US makes history with first all-female spacewalk

US astronauts Christina Koch and Jessica Meir on Friday became the first all-female pairing to carry out a spacewalk - a historic milestone as NASA prepares to send the first woman to the Moon. The mission was originally planned for earlier this year but had to be aborted due to a lack of properly fitting spacesuits, leading to allegations of sexism.

"Christina, you may egress the airlock," spacecraft communicator Stephanie Wilson said as the pair set out to replace a power controller on the International Space Station at 1138 GMT. They began their mission with standard safety checks on their suits and tethers, before making their way to the repair site on the station's port side, as the sunlit Earth came into view.

In a call to reporters a few minutes earlier, NASA administrator Jim Bridenstine emphasized the symbolic significance of the day. "We want to make sure that space is available to all people, and this is another milestone in that evolution," he said.

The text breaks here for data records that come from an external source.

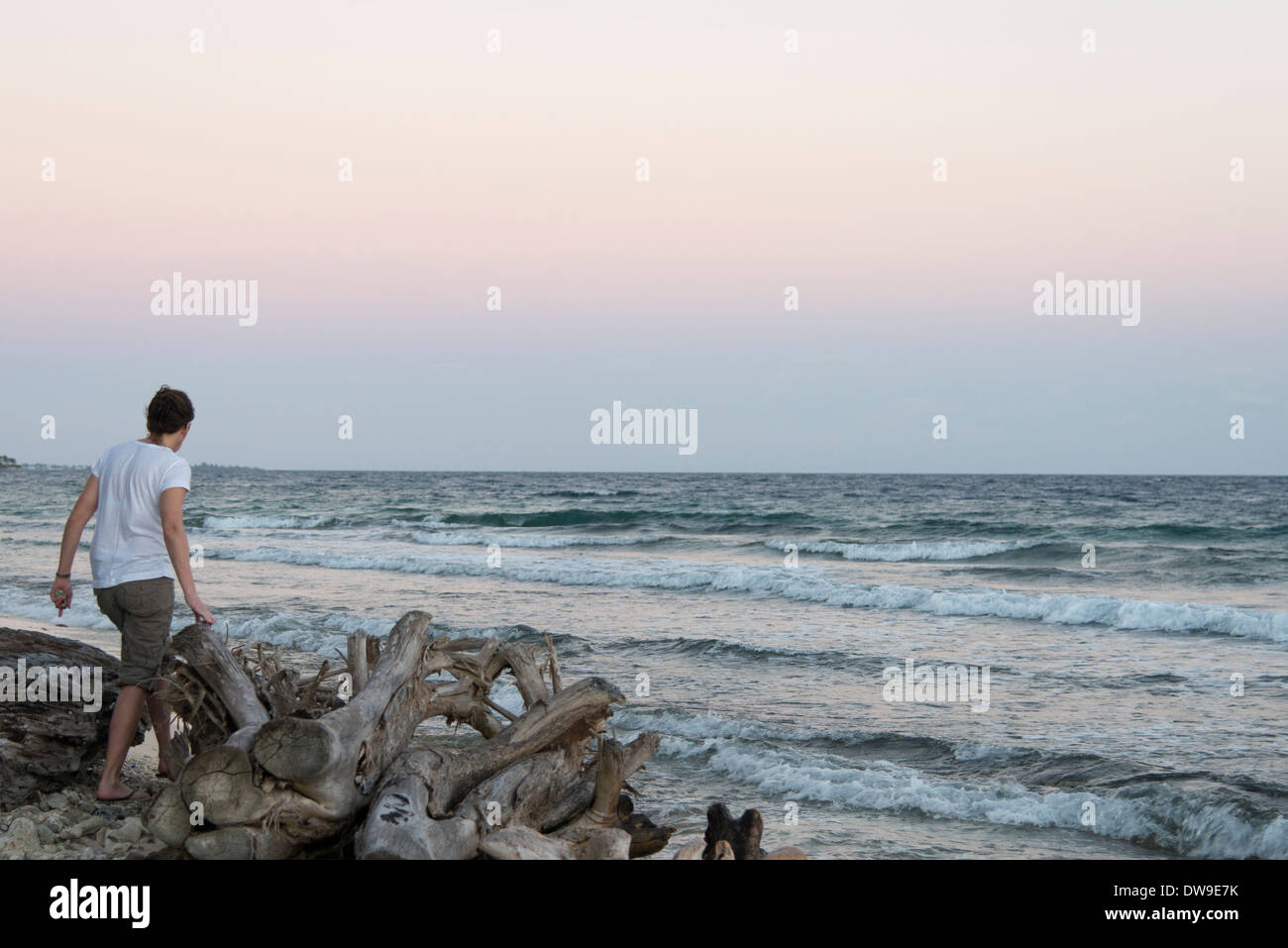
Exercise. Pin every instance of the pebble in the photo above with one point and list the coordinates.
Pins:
(90, 824)
(129, 831)
(21, 839)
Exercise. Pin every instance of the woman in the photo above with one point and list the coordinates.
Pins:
(140, 548)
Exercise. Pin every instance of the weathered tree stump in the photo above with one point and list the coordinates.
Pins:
(283, 766)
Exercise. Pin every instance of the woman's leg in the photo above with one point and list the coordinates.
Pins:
(146, 608)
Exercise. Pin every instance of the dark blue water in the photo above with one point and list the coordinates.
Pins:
(1134, 630)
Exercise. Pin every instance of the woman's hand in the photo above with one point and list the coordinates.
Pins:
(60, 594)
(198, 608)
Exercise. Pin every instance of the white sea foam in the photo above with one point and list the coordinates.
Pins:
(268, 522)
(902, 553)
(811, 586)
(532, 541)
(1186, 826)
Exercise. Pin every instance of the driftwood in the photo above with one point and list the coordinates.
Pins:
(47, 745)
(729, 839)
(273, 764)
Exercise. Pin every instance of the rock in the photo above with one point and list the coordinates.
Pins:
(48, 745)
(21, 839)
(129, 831)
(88, 826)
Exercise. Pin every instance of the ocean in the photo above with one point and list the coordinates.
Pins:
(1126, 636)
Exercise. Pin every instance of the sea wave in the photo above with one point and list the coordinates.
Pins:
(270, 522)
(811, 586)
(1157, 813)
(912, 550)
(532, 541)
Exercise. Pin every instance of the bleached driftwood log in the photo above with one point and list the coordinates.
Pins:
(46, 745)
(277, 768)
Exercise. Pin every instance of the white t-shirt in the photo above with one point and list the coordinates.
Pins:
(128, 543)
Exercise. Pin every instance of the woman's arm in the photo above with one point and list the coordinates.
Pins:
(82, 510)
(176, 545)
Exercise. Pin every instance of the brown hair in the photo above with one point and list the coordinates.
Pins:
(168, 411)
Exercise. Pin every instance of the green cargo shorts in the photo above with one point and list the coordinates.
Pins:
(142, 609)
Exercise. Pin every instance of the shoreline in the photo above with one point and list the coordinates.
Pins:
(72, 823)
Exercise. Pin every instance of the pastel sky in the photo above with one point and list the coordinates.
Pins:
(768, 168)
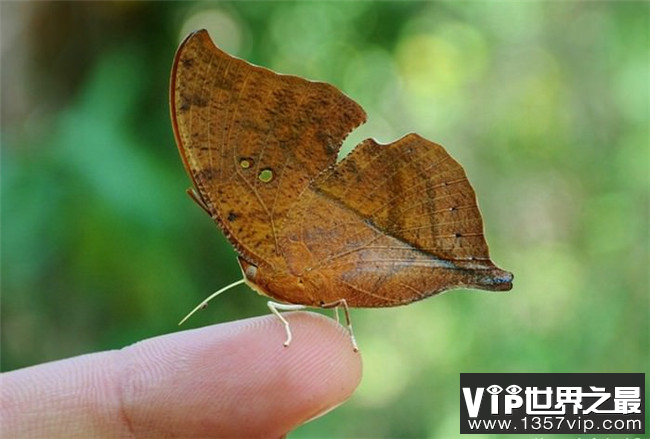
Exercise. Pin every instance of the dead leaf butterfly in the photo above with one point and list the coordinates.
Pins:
(386, 226)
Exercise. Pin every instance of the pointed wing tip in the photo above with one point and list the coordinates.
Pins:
(496, 280)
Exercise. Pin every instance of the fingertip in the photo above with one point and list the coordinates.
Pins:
(237, 379)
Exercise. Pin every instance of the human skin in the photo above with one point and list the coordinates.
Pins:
(229, 380)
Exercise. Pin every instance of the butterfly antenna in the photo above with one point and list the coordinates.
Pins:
(212, 296)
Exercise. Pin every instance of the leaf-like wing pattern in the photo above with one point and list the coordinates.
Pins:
(401, 223)
(252, 140)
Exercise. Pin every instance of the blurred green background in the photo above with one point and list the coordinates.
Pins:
(545, 104)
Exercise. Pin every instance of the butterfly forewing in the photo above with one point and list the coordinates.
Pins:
(252, 140)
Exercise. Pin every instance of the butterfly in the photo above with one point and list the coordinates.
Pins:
(388, 225)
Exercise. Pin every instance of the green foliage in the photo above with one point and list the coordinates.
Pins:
(546, 105)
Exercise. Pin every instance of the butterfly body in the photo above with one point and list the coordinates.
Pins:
(388, 225)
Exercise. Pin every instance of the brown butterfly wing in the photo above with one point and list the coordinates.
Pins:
(391, 224)
(252, 140)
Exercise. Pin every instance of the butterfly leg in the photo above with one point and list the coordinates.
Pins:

"I have an 11-year-old daughter, I want her to see herself as having all the same opportunities that I found myself as having when I was growing up."

The first all-female spacewalk was supposed to take place in March but was canceled because the space agency had only one medium-sized suit. A male-female team performed the required task at a later date. Traditionally male-dominated NASA's failure to be adequately prepared was denounced in some quarters as evidence of implicit sexism.

When the women astronauts had been outside the space station for about five hours, President Donald Trump reached them in a video call and told them they had made history.